In politics, a party chair (often party chairperson/-man/-woman or party president) is the presiding officer of a political party. The nature and importance of the position differs from country to country, and also between political parties.

The role of a party chairman is often quite different from that of a party leader. The duties of the chairman are typically concerned with the party membership as a whole, and the activities of the party organization. Chairmen often play important roles in strategies to recruit and retain members, in campaign fundraising, and in internal party governance, where they may serve as a member of, or even preside over, a governing board or council. They often also have influence in candidate selections, and sometimes in the development and promulgation of party policy.

Examples

Belgium 
In Belgium, the top position of a political party is typically called its chairman (voorzitter/président), but its role is rather that of a party leader or even a combination of both. The party chairman/leader is the mightiest person within the party, controlling appointments etc. After the Prime Minister of Belgium the party chairmen are the most important figures in Belgian politics, sometimes characterized as a particracy. Following parliamentary elections, the party chairmen are the chief negotiators of the coalition agreement, and subsequently the chairman of the largest governing party typically becomes the Prime Minister and resigns as party chairman; he is replaced by a different chairman, usually interim. For example, PS chairman Elio Di Rupo became Prime Minister of the Di Rupo Government in 2011 and resumed the chairmanship in 2014 at the end of the government. He was replaced by Thierry Giet and Paul Magnette during this period.

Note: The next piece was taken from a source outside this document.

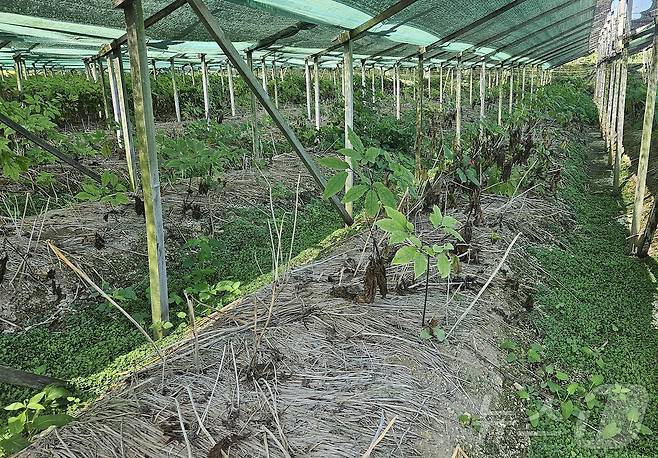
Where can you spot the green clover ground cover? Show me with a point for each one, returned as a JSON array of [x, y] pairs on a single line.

Most major political parties elect their chairman by a vote of all the party's members. This practice was started by the Flemish liberal party in the 1990s.

China
The leader of Chinese Communist Party between 1943 and 1982 was the Chairman of the Chinese Communist Party. The post of Chairman was abolished in 1982, and most of its functions were transferred to the revived post of General Secretary. The move was made as part of a larger effort to distance the country from Maoist politics.

Netherlands
In the Netherlands, in contrast to Belgium, the chairmen are relatively weak, due to a separation of powers. Chairmen of political parties merely control the party organization, the bureau, and its finances, while the political leader, often the chair of the parliamentary party, decides over the party's political course. Many party chairmen go on to occupy more important posts. Ria Beckers for instance was chairman of the Political Party of Radicals, before she became chair of its parliamentary party. There is one important exception to the above picture: Jan Marijnissen, former political leader of the Socialist Party combined being political leader of its parliamentary party and chairman of the party itself.

United Kingdom
In the United Kingdom the term may refer to the holder of the office of Chairman of the Conservative Party or to a senior member of the Labour Party (not to be confused with the other Chairman of the Labour Party who chairs the NEC or the Chairman of the Parliamentary Labour Party elected solely by Labour MPs). This title was given to Labour's Harriet Harman after she was elected Deputy Leader of the Labour Party in June 2007.

United States
The chairmen of the Democratic National Committee (DNC) and Republican National Committee (RNC) serve as the operational heads of their respective political party. In addition, each state and territory has their own Democratic and Republican Party which also have chairmen or chairwomen.